Purtroppo c’è il rischio di trovare anche parti meno comprensibili proprio per questo motivo: già nella prima pagina c’è una citazione a Jena Plissken, che ho colto immediatamente. 1997: fuga da New York, però, è nella mia top ten personale dei film preferiti, quindi per me era facile. Sfortunatamente John Carpenter passa poco in tv, per cui non so quanti lettori possano comprendere la battuta sull’immediato. Ciò riconferma però che Toninelli sarebbe stato il mio compagno di banco ideale.
In parte, a sua insaputa, lo è stato.
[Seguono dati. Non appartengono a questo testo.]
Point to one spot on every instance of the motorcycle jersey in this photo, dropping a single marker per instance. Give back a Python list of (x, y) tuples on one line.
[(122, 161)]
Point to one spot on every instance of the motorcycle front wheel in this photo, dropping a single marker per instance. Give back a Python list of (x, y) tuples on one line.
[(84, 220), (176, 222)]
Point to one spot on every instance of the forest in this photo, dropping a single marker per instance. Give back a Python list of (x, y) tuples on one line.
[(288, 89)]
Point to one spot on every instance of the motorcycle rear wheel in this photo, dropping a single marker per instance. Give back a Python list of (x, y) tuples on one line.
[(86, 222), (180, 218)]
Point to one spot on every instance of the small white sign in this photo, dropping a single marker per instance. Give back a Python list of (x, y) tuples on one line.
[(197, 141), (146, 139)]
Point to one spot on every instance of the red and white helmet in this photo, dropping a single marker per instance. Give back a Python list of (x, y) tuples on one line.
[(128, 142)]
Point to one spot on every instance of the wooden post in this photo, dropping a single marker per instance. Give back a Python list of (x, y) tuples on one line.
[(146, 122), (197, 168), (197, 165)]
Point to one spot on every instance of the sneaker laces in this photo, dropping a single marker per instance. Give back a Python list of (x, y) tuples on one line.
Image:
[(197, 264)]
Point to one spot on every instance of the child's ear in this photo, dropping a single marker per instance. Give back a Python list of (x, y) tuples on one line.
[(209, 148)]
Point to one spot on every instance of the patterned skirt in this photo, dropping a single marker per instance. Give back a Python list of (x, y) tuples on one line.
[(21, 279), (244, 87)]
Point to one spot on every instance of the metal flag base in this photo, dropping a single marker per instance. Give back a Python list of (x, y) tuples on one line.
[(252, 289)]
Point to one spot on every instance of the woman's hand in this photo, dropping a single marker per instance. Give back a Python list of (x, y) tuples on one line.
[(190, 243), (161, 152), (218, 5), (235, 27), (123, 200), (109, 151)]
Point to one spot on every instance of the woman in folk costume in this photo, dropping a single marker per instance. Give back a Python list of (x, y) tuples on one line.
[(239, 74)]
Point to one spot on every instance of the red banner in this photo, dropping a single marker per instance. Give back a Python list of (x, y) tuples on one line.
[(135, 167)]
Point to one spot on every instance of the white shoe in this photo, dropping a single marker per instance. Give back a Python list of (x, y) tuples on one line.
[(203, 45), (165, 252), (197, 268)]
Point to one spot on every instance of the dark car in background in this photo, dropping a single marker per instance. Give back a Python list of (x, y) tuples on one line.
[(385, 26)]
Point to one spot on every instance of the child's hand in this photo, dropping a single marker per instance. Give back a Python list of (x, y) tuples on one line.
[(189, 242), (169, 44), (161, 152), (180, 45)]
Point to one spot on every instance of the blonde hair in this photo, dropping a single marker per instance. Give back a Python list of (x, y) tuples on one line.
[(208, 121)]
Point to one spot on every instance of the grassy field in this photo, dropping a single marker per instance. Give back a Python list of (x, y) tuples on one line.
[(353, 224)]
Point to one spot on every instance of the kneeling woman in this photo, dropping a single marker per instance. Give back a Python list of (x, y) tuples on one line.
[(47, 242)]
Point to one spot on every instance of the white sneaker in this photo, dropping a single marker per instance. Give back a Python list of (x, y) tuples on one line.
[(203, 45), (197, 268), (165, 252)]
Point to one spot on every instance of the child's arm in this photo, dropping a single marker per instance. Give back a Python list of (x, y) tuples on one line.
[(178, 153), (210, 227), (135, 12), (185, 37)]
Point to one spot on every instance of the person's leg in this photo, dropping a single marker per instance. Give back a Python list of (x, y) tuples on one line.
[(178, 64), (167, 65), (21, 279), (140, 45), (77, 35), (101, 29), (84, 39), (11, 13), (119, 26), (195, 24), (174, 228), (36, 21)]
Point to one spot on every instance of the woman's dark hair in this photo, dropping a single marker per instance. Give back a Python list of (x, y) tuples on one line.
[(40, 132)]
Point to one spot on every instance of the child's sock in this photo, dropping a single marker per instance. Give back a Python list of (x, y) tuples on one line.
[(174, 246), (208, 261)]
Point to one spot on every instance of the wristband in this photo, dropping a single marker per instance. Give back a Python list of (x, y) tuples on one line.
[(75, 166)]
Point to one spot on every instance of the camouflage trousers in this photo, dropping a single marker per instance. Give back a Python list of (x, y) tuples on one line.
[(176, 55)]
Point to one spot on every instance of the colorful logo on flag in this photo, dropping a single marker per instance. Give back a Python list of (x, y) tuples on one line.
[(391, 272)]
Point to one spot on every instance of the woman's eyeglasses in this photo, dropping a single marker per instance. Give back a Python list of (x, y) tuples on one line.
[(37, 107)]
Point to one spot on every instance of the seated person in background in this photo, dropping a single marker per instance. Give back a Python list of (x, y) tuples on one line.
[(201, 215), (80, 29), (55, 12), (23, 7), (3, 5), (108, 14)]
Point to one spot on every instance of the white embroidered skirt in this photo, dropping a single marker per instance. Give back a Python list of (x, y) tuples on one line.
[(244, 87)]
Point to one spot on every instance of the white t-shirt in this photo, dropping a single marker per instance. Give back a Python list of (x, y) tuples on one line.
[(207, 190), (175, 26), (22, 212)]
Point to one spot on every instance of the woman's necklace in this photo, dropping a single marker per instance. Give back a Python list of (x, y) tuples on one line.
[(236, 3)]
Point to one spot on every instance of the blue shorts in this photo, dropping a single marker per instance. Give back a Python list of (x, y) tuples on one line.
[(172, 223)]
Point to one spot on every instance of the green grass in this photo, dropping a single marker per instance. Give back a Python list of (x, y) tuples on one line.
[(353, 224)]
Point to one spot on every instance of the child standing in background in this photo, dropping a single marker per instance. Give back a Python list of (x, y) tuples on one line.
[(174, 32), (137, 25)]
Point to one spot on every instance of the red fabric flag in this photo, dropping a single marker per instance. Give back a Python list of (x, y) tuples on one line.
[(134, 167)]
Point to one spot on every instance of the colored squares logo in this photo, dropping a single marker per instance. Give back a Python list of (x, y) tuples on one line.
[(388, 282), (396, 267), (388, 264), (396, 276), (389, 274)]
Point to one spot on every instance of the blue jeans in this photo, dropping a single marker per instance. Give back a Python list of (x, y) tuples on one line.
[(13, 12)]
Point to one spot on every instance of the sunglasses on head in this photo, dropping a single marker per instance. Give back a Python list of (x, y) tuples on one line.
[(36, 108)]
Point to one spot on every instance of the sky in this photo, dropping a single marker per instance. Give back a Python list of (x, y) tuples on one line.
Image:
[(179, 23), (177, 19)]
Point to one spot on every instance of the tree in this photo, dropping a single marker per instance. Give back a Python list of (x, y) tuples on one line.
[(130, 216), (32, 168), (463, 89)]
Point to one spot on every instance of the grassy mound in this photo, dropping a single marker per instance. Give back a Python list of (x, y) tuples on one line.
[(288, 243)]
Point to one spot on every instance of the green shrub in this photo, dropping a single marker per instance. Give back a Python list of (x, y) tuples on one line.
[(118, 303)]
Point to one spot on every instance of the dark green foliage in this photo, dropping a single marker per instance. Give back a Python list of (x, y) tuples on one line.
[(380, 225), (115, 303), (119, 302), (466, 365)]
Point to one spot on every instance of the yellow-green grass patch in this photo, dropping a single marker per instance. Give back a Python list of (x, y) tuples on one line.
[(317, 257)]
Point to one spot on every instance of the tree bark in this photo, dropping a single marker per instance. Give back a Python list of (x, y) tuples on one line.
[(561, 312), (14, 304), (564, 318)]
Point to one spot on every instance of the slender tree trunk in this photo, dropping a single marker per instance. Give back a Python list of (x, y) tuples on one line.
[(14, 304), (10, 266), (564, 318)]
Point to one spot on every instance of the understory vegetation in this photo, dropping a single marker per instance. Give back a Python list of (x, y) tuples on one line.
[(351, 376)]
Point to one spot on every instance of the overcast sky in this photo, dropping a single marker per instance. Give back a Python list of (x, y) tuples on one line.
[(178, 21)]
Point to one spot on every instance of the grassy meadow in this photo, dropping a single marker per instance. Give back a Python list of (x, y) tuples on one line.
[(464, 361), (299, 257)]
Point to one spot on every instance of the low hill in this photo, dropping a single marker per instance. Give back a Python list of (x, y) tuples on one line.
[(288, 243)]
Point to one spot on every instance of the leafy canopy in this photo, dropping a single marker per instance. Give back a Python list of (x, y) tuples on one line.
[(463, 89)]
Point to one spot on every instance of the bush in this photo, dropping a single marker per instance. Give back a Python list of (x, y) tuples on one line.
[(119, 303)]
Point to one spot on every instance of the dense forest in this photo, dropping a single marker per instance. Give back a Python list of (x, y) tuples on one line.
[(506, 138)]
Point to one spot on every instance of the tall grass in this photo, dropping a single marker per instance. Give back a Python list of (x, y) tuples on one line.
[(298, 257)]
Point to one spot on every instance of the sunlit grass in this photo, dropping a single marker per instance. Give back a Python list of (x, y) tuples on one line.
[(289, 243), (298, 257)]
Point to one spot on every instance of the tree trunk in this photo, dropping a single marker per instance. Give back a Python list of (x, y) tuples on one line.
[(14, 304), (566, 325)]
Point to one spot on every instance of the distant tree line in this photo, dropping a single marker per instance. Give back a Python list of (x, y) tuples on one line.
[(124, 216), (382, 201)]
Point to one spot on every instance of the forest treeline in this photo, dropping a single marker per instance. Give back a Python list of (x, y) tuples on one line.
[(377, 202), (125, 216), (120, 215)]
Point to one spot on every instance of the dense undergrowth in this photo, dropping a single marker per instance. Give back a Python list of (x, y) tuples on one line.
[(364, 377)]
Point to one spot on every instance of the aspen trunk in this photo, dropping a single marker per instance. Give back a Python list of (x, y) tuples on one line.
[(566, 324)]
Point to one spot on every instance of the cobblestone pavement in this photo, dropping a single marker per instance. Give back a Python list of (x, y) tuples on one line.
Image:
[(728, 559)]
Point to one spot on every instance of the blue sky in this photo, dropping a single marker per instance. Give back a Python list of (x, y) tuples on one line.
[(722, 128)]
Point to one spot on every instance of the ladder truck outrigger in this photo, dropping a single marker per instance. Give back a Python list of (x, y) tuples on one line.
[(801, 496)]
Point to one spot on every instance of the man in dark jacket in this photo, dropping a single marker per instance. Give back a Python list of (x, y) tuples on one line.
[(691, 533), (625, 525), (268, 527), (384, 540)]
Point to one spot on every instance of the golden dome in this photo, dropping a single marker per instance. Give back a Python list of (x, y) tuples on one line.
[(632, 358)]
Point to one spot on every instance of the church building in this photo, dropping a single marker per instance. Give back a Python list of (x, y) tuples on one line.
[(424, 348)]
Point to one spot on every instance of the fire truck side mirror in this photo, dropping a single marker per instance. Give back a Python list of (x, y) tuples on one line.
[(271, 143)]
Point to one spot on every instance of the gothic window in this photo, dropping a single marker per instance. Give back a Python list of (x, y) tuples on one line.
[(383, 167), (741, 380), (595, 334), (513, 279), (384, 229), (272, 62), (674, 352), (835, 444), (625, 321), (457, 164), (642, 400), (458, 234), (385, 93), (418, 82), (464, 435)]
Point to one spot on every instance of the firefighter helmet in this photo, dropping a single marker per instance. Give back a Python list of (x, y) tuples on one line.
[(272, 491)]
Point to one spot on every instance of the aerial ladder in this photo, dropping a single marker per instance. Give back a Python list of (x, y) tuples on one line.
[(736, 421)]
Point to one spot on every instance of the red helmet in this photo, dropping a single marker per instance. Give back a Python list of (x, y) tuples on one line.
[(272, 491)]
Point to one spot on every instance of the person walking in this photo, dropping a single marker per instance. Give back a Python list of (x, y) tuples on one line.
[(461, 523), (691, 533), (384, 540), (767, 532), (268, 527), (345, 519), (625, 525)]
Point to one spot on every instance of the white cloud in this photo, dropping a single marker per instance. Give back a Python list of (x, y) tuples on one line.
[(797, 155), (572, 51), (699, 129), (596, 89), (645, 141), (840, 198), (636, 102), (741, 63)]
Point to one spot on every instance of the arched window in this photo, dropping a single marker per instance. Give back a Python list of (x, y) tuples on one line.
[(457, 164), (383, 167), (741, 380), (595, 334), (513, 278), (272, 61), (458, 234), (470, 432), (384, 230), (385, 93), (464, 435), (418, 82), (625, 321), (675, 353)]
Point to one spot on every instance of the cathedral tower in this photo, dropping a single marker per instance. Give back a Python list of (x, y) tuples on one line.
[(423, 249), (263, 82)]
Ho studiato con lui anche l’Iliade e l’Odissea, anche loro riunite finalmente in volume; e qualche tempo fa ho recuperato persino i suoi Promessi sposi, che hanno fatto ciò che nessun professore è riuscito a fare in quindici anni: riaccendere la voglia di rivalutare l’opera manzoniana dopo i disastrosi trascorsi scolastici. E poi ci sono ancora insegnanti che lottano contro i fumetti…
L’ultima parte del volume Shockdom ospita la vita di Dante, anch’essa esilarante, forse ancor di più, ma credo dipenda dal fatto che molte delle gag della Commedia di Marcello le ricordavo a memoria. Le battute sui guelfi bianchi e neri sono esplosive, di quelle che obbligano alla pausa nel corso della lettura, perché non si smette di ridere.
Sono citate tutte le opere, dal De vulgari eloquentia al Monarchia, fino addirittura alla Questio de situ et forma aque et terre. Ovviamente la Vita nova occupa una porzione importante del testo, vista la natura estremamente biografica. Indirettamente (Toninelli inserisce anche le sue fonti) c’è la rappresentazione grafica di una parte del Trattatello di Boccaccio, preso però dal Petrocchi e dai commenti di Dossena.
A breve uscirà una riedizione del fumetto in formato cartonato di pregio, ma soprattutto siamo incuriositi dal Dante 2.0 – Ritorno all’inferno. Visti i lavori precedenti, questo potrebbe essere il miglior omaggio dantesco del settecentesimo anniversario.